US air safety investigators have determined that a fracture to a spinning shaft inside a Boeing 787 Dreamliner’s General Electric GEnx engine caused the contained failure that led to a brush fire at a South Carolina airport late last month.
The National Transportation Safety Board said it’s still trying to determine what caused the fan mid-shaft to break free. The incident occurred during July 28 pre-flight testing of a 787 due to be delivered to Air India. Burning debris from the engine set fire to surrounding grass, closing the Charleston International Airport for an hour.
The GEnx engines are one of two engine options available for the 787 – and are the engines chosen by Qantas for the 787-8s due to be delivered to Jetstar in the second half of the year.
In a statement, the NTSB said Boeing, GE and Tokyo-based IHI, which supplied the failed engine component, are all assisting with the enquiry.

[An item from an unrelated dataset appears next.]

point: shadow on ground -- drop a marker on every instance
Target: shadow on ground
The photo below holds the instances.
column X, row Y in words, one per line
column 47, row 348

“The fan mid-shaft is undergoing several detailed examinations including dimensional and metallurgical inspections,” the statement said, adding that the fracture had occurred “at the forward end of the shaft, rear of the threads where the retaining nut is installed.”
Japan Airlines, the only carrier operated GEnx-powered 787, told Bloomberg that it was continuing to fly its aircraft and had not received any special directives from Boeing. All Nippon Airways, the other current 787 operator, flies aircraftequipped with Rolls-Royce engines but has had to ground part of its 787 fleet over engine problems.
The latest setback for the long-delayed 787 program comes at a pivotal time for Boeing as it ramps up production of the aircraft. Nevertheless, Air India said it still planned to begin taking delivery of its four GEnx-powered 787s this month. United Airlines is scheduled to take the first US 787, also powered by GEnx engines, next month.